Microglia in the Brain Are Derived from Bone Marrow

Unlike neurons, astrocytes, and oligodendrocytes, microglia do not belong to the neuroectodermal lineage. Instead they derive from bone marrow. Entering the central nervous system early in development, they reside in all regions of the brain throughout life (Figure 4–19). Their functions are not well understood, although they probably play an important role in immunological surveillance in the CNS, poised to react to foreign invaders.

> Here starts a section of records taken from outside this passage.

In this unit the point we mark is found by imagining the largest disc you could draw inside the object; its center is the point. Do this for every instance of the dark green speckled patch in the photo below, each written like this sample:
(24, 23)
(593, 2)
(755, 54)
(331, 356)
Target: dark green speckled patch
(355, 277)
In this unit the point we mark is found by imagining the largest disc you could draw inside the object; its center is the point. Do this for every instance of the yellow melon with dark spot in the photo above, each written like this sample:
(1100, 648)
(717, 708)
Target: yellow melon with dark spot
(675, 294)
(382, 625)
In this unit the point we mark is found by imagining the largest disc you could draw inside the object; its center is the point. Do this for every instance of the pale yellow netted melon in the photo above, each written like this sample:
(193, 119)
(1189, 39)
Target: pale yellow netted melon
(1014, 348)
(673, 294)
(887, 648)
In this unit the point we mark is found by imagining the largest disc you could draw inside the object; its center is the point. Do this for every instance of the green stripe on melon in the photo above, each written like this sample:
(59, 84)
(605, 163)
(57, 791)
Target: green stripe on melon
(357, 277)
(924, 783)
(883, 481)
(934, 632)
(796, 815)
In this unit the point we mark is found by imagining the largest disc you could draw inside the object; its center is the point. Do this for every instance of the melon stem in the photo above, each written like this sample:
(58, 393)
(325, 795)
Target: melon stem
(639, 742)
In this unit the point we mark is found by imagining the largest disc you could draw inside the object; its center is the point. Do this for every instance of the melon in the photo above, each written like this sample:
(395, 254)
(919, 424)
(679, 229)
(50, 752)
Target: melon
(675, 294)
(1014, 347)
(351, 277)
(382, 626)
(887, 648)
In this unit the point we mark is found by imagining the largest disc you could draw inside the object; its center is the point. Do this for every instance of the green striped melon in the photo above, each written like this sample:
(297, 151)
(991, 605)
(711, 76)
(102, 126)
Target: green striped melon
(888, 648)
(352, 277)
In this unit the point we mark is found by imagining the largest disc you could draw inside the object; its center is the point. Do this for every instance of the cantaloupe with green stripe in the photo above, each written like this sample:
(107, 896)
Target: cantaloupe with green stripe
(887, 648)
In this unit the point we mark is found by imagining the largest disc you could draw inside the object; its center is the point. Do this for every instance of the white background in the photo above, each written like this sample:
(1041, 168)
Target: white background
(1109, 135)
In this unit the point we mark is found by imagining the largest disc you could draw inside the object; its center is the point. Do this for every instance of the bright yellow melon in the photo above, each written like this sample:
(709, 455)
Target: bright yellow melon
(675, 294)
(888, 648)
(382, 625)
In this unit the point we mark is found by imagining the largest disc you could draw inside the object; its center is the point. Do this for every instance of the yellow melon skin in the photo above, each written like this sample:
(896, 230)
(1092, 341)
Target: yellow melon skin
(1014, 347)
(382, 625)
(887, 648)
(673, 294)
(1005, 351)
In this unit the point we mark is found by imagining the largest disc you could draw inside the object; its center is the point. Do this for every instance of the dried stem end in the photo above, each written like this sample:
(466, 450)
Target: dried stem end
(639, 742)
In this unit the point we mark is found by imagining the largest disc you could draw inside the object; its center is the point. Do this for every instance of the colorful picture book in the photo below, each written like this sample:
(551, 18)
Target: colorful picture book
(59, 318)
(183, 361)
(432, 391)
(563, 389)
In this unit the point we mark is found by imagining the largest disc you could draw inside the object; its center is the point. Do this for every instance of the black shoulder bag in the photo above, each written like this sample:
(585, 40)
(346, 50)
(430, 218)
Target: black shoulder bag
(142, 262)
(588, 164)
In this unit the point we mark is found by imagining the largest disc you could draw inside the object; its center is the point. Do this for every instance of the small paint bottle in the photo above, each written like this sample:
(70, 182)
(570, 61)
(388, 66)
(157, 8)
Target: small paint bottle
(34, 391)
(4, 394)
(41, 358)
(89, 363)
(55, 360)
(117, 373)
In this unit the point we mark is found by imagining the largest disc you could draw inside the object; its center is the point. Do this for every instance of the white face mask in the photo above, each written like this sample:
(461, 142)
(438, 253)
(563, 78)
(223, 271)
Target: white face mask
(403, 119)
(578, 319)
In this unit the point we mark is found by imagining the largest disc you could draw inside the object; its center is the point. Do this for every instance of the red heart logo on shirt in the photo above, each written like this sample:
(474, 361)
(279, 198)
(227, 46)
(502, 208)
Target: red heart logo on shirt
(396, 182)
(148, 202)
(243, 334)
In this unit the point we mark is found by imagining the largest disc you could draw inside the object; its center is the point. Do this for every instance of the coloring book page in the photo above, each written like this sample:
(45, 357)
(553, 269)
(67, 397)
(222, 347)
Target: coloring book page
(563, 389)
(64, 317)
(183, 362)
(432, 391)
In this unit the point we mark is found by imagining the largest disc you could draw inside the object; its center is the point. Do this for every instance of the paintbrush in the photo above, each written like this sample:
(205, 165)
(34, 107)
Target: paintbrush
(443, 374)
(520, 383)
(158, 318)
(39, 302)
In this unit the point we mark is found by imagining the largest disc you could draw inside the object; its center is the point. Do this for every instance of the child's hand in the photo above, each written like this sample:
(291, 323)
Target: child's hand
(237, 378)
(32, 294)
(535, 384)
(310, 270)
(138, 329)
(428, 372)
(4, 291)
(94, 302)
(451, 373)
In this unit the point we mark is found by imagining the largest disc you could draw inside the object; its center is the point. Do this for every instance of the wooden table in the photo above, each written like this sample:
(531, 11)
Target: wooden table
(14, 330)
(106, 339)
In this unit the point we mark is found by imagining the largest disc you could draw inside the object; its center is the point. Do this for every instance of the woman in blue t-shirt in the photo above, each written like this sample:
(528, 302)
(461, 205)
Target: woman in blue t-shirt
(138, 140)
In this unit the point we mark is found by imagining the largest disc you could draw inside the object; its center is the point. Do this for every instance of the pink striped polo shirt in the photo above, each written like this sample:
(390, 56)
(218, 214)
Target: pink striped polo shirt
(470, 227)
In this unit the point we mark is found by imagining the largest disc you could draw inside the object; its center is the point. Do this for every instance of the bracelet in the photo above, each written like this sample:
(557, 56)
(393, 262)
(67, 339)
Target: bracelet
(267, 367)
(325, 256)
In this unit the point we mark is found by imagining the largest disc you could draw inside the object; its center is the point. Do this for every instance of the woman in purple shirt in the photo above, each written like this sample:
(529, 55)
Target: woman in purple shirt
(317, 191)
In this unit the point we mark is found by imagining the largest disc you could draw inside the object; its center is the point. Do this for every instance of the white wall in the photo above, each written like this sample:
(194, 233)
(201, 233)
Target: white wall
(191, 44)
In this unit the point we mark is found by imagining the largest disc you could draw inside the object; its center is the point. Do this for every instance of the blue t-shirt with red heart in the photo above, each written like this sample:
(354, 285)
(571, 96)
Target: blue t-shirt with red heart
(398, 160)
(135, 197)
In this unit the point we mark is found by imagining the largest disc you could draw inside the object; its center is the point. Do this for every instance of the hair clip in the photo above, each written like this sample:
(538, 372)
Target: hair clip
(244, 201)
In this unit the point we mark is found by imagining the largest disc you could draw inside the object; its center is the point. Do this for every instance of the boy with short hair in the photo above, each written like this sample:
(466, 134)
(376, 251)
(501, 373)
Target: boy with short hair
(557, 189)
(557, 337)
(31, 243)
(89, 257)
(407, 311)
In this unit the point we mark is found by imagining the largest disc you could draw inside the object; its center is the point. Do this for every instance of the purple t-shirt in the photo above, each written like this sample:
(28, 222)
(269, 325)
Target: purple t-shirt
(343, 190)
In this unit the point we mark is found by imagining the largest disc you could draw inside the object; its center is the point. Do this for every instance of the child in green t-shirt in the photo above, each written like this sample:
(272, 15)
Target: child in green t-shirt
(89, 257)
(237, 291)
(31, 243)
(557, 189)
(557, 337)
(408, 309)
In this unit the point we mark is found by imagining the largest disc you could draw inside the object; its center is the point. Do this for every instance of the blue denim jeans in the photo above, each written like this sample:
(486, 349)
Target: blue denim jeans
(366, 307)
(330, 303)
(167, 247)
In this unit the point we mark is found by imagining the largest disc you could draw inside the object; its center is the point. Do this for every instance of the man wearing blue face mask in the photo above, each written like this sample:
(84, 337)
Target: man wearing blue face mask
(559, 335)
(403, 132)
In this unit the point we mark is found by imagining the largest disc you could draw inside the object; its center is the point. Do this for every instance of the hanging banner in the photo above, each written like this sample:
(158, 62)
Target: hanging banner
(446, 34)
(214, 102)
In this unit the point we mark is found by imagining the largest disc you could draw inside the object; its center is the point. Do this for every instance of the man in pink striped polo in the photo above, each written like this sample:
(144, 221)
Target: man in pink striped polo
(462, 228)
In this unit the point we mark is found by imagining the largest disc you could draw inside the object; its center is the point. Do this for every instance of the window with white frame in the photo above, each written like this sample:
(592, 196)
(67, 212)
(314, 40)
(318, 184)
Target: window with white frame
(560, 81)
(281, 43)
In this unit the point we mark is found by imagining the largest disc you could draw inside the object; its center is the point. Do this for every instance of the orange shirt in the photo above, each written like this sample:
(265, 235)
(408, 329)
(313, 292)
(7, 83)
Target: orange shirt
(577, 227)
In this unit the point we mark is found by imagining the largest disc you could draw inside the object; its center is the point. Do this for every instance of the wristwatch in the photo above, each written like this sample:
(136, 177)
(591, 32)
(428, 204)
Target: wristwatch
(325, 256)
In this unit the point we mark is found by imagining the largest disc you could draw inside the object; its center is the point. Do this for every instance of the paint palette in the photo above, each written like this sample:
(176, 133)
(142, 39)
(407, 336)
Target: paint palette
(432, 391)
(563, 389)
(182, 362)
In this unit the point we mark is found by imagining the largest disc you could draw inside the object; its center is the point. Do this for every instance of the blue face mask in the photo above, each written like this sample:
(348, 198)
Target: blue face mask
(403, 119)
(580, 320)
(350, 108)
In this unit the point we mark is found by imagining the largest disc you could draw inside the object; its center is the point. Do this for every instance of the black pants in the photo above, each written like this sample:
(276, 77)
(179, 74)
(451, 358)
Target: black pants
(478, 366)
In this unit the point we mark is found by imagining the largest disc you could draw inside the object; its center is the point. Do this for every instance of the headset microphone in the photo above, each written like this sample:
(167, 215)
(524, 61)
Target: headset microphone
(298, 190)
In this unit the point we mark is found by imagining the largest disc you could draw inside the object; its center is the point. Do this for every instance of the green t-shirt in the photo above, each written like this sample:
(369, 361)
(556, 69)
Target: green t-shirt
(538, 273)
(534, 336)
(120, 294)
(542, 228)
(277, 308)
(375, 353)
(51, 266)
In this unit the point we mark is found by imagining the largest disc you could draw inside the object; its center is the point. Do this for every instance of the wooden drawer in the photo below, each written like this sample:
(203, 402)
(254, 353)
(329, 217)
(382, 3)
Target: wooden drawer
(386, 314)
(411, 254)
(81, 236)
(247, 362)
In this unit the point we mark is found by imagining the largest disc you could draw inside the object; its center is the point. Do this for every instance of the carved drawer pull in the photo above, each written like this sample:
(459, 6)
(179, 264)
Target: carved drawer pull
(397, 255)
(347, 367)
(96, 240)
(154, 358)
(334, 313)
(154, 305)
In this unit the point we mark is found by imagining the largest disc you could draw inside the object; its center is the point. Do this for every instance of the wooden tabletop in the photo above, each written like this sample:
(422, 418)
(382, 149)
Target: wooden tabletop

Of all of the cells in the central nervous system, microglia are the best at processing and presenting antigens to lymphocytes and secreting cytokines and chemokines during inflammation. Thus they serve to bring lymphocytes, neutrophils, and monocytes into the central nervous system and expand the lymphocyte population, important immunological activities in infection, stroke, and immune-mediated demyelinating disease. Microglia can also become macrophages, clearing debris after infarcts (strokes) or other degenerative neurological disorders.

The morphology of neurons is elegantly suited to receive, conduct, and transmit signals. Dendrites provide a highly branched, elongated surface for receiving signals. Axons conduct electrical impulses rapidly over long distances to their synaptic terminals, which release neurotransmitters onto target cells. Although all neurons conform to the same basic cell plan, different types of neurons vary widely in their specific morphological features.

Neurons in different locations differ in the complexity of their dendritic trees, extent of axon branching, as well as in the number of synaptic terminals that they form and receive. The functional significance of these morphological differences is plainly evident. For example, motor neurons must have a more complex dendritic tree than sensory neurons, as even simple reflex activity requires integration of many excitatory and inhibitory inputs. As we shall see in subsequent chapters, different types of neurons have different neurotransmitters, ion channels, and neurotransmitter receptors. Together, these biochemical, morphological, and electrophysio logical differences contribute to the great complexity of information processing in the brain.

Most neuronal proteins are synthesized in the cell body, but some synthesis occurs in dendrites and axons. The newly synthesized proteins are folded with the assistance of chaperones, and their final structure is often modified by permanent or reversible post-translational modifications. The final destination of a protein in the neuron depends on signals encoded in its amino acid sequence. Transport of proteins and RNA occurs with great specificity and results in the vectorial transport of selected membrane components. The cytoskeleton provides an important framework for the transport of organelles to different intracellular locations in addition to controlling neuronal shape.

As we shall see in later chapters, all these fundamental cell-biological processes are profoundly controlled by electrical activity, which produces the dramatic changes in cell structure and function by which neural circuits adapt to experience (learning).

Finally, the nervous system also contains several types of glial cells. Oligodendrocytes and Schwann cells produce the myelin insulation that enables axons to conduct electrical signals rapidly. Astrocytes ensheath other parts of the neuron, particularly synapses. Glia control extracellular ion and neurotransmitter concentrations, and actively participate in the formation and function of synapses.